Bahaji, who was born in 1975, grew up in two cultures, in Germany and Morocco. He spent most of his childhood in the small town of Haselünne in the northern German state of Lower Saxony. His mother Anneliese, who married a Moroccan in 1974, affectionately called him Saidchen (German for “little Said”). His father owned a nightclub near Cloppenburg and served beer himself at the bar, but the business didn’t do well. When Bahaji was nine years old, the whole family, including the pet German shepherd, moved to the Moroccan town of Meknes. It wasn’t until 1995, after graduating from high school, that he returned to northern Germany and enrolled at the Technical University in Hamburg-Harburg as an electrical engineering student, focusing on computer science. He met Ramzi Binalshibh and Mohammed Atta, the men who would later become the ringleaders of the Hamburg cell.
Roommates in Jihad
The inner workings of the German al-Qaida group have now been largely established. Atta, who they called Amir, meaning “leader,” was the head, while Binalshibh, who was unable to obtain a visa for the US, served as the link to the al-Qaida leadership in Afghanistan. Ziad Jarrah and Marwan al-Shehhi were selected as pilots.
As for Bahaji, the media and investigators dubbed him the “terror logistician.” He was the bookkeeper at Marienstrasse 54 in Hamburg, the building that housed the shared apartment where Atta had gathered his most loyal followers.
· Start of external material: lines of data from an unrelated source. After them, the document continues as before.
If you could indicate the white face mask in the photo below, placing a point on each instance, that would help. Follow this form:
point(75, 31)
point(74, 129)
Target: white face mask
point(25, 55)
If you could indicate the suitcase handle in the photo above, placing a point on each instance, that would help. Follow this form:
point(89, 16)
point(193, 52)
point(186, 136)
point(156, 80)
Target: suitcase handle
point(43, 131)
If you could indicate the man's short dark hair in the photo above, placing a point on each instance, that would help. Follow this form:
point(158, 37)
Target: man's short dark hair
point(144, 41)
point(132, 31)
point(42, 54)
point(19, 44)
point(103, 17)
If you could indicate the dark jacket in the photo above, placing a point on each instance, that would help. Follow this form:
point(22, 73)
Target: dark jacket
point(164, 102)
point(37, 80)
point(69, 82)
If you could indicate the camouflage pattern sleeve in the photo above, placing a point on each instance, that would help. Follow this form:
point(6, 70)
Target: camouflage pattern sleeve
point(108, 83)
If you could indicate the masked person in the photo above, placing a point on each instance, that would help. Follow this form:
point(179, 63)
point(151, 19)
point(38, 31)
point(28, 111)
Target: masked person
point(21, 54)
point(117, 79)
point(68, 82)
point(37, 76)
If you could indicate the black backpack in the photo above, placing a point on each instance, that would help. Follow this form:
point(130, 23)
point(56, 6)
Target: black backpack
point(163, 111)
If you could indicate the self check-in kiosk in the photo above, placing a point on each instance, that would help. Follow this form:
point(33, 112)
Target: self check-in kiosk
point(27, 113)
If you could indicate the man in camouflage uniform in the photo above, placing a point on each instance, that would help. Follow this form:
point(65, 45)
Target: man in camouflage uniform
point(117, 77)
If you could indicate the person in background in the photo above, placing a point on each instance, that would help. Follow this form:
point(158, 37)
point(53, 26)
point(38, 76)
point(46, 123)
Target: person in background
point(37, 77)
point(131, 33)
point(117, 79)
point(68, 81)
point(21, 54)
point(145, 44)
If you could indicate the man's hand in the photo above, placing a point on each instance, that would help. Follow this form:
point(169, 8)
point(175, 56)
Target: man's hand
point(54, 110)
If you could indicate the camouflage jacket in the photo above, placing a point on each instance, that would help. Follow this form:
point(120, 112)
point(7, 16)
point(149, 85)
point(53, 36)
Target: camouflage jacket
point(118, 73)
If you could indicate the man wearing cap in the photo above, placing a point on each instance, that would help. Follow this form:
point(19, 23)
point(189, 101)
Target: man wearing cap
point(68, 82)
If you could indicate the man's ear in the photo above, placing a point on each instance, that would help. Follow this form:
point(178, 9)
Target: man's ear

Bahaji lived there for nearly a year, until July 1999. He negotiated with the landlord, made sure that everything was in order with the rental arrangements, so that they wouldn’t attract unwanted attention, and set up folders for his roommates to use on his computer.
There were a number of moments in the genesis of September 11 that were decisive for the success or failure of Operation Holy Tuesday. One of these came on a Wednesday in February 1999, nine months before the suicide pilots headed for a training camp in Afghanistan. This was the day when agents working for the Office of the Protection of the Constitution, Germany’s domestic intelligence agency, first became aware of the Marienstrasse apartment and heard about Bahaji, Atta and Binalshibh.
At 8:48 pm there was a phone call between the wife and father of Mohammed Zammar, a Syrian-born German citizen residing in Hamburg who investigators were keeping under surveillance because he was a known recruiter of jihad volunteers. German authorities had tapped his phone.
Zammar wasn’t home, the father told his daughter-in-law, adding that he was in Marienstrasse, in the apartment of “these people,” “one named Said …, another named Mohammed Amir.” He said Zammar was reachable at the Hamburg phone number 76 75 18 30 — a number listed under Bahaji’s name.
Investigators were thus presented with the core of what was to become the Hamburg cell. They heard the names “Said,” “Marwan” and “Amir” — but they meant nothing to them.